С.Е: А как вы думаете, вы в первую очередь говорили о том, что 2/3 общества даже и не знает, что такое пакет Яровой, и не следило за тем, что он принят. Как вы думаете, это проблема общества, что они не следят за этим, или это государство намеренно делает так, чтобы какие-то важные вещи, которые действительно могут повлиять на жизнь, специально получается так, чтобы общество об этом не узнало? Почему это выгодно?
К.П: С одной стороны, не стоит забывать, что если человек чего-то хочет, то он это узнает. Не стоит забывать про интернет, если бы большая часть хотела бы узнать, она бы узнавала из других альтернативных источников. Но судя по нашим данным, интерес к разнообразным мнениям, разнообразным источникам, он достаточно низок. С другой стороны, вы говорите о том, что виноваты СМИ, что не показывают этого и не объясняют этого. У населения у самого интерес пока не выражен. Их в повседневной жизни волнуют совершенно другие проблемы.
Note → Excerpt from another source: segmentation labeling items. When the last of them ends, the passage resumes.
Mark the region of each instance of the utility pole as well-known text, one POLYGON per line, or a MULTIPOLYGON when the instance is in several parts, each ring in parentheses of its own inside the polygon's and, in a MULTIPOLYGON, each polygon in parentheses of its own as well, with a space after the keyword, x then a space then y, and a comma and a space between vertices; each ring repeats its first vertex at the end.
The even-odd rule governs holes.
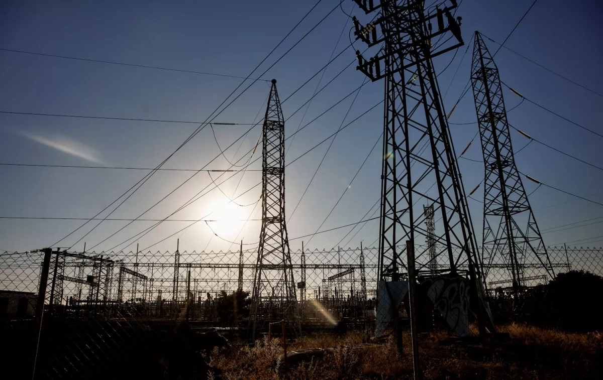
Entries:
POLYGON ((503 261, 517 294, 526 260, 555 273, 515 164, 498 67, 477 31, 471 82, 485 168, 482 262, 503 261))
POLYGON ((241 251, 239 254, 239 291, 243 291, 243 240, 241 240, 241 251))
POLYGON ((432 61, 463 45, 460 18, 452 13, 456 1, 426 9, 423 0, 355 1, 367 14, 378 12, 366 26, 354 18, 356 39, 382 45, 369 59, 356 52, 359 70, 385 79, 379 280, 400 279, 407 240, 415 248, 416 274, 431 271, 429 249, 414 244, 430 236, 421 201, 440 217, 435 257, 459 273, 476 260, 477 244, 432 61))
POLYGON ((57 270, 58 269, 58 248, 54 257, 54 267, 52 269, 52 282, 50 287, 50 302, 48 304, 48 311, 51 313, 54 310, 54 287, 57 284, 57 270))
POLYGON ((302 262, 300 264, 300 266, 302 267, 302 281, 299 283, 297 287, 300 289, 300 302, 302 303, 302 307, 304 308, 302 310, 305 310, 305 307, 304 305, 306 302, 306 252, 303 249, 303 241, 302 242, 302 262))
POLYGON ((174 254, 174 288, 172 294, 172 313, 175 315, 178 310, 178 280, 180 269, 180 240, 176 240, 176 252, 174 254))
POLYGON ((272 79, 263 132, 262 229, 253 276, 250 317, 251 339, 256 337, 259 308, 265 296, 270 297, 270 304, 276 308, 271 311, 282 319, 295 320, 291 325, 299 328, 297 291, 285 221, 285 119, 276 79, 272 79))
POLYGON ((188 323, 189 316, 191 314, 191 264, 188 264, 188 272, 186 275, 186 322, 188 323))
POLYGON ((360 242, 360 299, 362 305, 362 310, 366 307, 367 302, 367 273, 366 265, 364 263, 364 252, 362 250, 362 242, 360 242))

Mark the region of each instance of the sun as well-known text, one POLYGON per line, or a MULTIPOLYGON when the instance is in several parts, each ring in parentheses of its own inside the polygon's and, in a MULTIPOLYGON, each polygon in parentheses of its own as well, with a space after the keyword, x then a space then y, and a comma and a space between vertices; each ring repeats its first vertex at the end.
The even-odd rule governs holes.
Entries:
POLYGON ((240 238, 239 234, 249 217, 246 210, 248 208, 228 200, 222 201, 220 204, 209 218, 215 222, 208 222, 207 224, 215 234, 223 239, 232 241, 237 238, 237 235, 240 238))

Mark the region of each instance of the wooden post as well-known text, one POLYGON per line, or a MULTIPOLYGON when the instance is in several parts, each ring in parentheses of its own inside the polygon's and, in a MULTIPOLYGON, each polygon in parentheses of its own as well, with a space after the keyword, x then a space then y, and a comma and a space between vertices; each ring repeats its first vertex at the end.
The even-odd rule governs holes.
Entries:
POLYGON ((418 357, 418 329, 415 306, 415 257, 412 242, 406 240, 406 263, 408 266, 408 302, 411 312, 411 338, 412 341, 412 370, 415 380, 423 379, 418 357))

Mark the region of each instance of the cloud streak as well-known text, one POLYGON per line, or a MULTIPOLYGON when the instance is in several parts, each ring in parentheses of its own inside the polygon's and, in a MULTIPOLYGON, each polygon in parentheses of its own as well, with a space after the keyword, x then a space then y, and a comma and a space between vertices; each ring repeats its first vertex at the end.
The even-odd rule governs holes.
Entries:
POLYGON ((96 164, 103 163, 98 157, 98 154, 93 148, 66 136, 56 135, 50 138, 31 133, 21 133, 21 134, 36 143, 55 149, 63 153, 96 164))

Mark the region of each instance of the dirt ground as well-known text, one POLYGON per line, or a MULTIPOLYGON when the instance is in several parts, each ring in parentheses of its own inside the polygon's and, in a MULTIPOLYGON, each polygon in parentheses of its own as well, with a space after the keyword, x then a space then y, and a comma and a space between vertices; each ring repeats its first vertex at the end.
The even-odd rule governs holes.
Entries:
MULTIPOLYGON (((484 341, 450 338, 447 332, 419 337, 425 380, 499 379, 603 379, 603 336, 566 333, 521 325, 500 326, 508 338, 484 341)), ((306 337, 290 344, 295 350, 320 347, 322 357, 289 363, 281 341, 258 341, 218 352, 209 360, 209 379, 412 379, 411 337, 405 333, 399 354, 395 341, 376 343, 364 333, 306 337)), ((289 360, 289 362, 291 361, 289 360)))

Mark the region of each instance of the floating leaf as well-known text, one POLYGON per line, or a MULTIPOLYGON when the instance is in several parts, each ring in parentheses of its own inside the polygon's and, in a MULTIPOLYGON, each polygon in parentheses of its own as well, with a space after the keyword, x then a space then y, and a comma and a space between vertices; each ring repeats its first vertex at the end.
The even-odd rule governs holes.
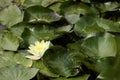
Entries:
POLYGON ((50 80, 88 80, 89 75, 82 75, 79 77, 74 77, 74 78, 57 78, 57 79, 50 79, 50 80))
POLYGON ((42 6, 47 7, 55 2, 64 2, 64 1, 68 1, 68 0, 43 0, 42 6))
POLYGON ((0 45, 4 50, 16 51, 19 46, 19 41, 16 36, 8 32, 2 35, 0 45))
POLYGON ((32 60, 26 59, 23 54, 3 52, 0 54, 0 68, 12 65, 32 66, 32 60))
POLYGON ((38 69, 23 66, 11 66, 0 69, 0 80, 30 80, 38 69))
POLYGON ((39 69, 39 72, 43 75, 49 76, 49 77, 59 77, 59 75, 52 73, 42 61, 36 61, 33 64, 33 67, 36 67, 39 69))
POLYGON ((26 9, 25 20, 31 23, 54 22, 60 20, 61 16, 54 11, 42 6, 33 6, 26 9), (29 17, 27 17, 29 16, 29 17))
POLYGON ((48 69, 55 74, 70 77, 78 73, 75 69, 77 64, 70 58, 70 54, 63 47, 52 47, 45 53, 43 59, 48 69))
POLYGON ((23 6, 25 8, 31 7, 31 6, 37 6, 41 5, 42 0, 25 0, 23 6))
POLYGON ((116 56, 116 46, 115 37, 109 33, 105 33, 102 37, 88 38, 82 43, 82 47, 88 55, 100 58, 116 56))
POLYGON ((8 8, 0 11, 0 22, 9 28, 22 20, 23 13, 16 5, 10 5, 8 8))
POLYGON ((12 4, 12 0, 0 0, 0 7, 7 7, 12 4))

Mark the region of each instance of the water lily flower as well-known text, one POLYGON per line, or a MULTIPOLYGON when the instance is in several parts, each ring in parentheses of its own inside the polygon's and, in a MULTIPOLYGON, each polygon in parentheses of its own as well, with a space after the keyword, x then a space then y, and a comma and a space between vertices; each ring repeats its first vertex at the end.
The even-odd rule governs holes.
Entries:
POLYGON ((27 55, 25 57, 30 58, 32 60, 38 60, 40 59, 45 51, 50 47, 50 41, 44 41, 42 40, 41 42, 36 41, 35 45, 30 45, 29 50, 27 50, 30 55, 27 55))

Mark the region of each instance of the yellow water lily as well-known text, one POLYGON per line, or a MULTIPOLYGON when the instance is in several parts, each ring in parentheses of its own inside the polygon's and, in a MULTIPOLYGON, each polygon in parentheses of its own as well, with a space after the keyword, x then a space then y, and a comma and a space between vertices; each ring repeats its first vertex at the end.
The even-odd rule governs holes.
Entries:
POLYGON ((27 55, 25 57, 33 59, 33 60, 38 60, 40 59, 45 51, 50 47, 50 41, 44 41, 42 40, 41 42, 36 41, 35 45, 30 45, 29 50, 27 50, 31 55, 27 55))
С.Е: Исходя из опыта, из ваших различных исследований, вы можете сказать, будет ли меняться отношение россиян к таким острым темам, как закон об оскорблении чувств верующих? Будут ли люди больше искать информации и меньше обращаться к телевидению?
К.П: Это на самом деле сложный вопрос. Если те тенденции, которые сейчас сохраняются, как я уже говорила, это в первую очередь такое сильное сближение мнений, снижение популяризации, если все останется так, как есть, то причин, по которым россияне станут проявлять интерес к этой теме и начнут больше интересоваться, скорее всего, их не появится. Должны появиться лидеры мнений, люди, которые могут и захотят пытаться все это доносить о реформировании социальных институтов.
С.Е: У нас время эфира подходит к концу, спасибо, что нашли время и дали нам комментарий. Спасибо, до свидания.
На связи со студией радио СОЛЬ была Карина Пипия, социолог «Левада-центра», которая комментировала доклад «Религия в светском обществе» со стороны исследований, со стороны отношения самого общества к религии и отдельным проявлениям этого взаимоотношения. Это была программа «Угол зрения». У микрофона был Сергей Егоров. До новых встреч в эфире.
* Организация, запрещенная в России.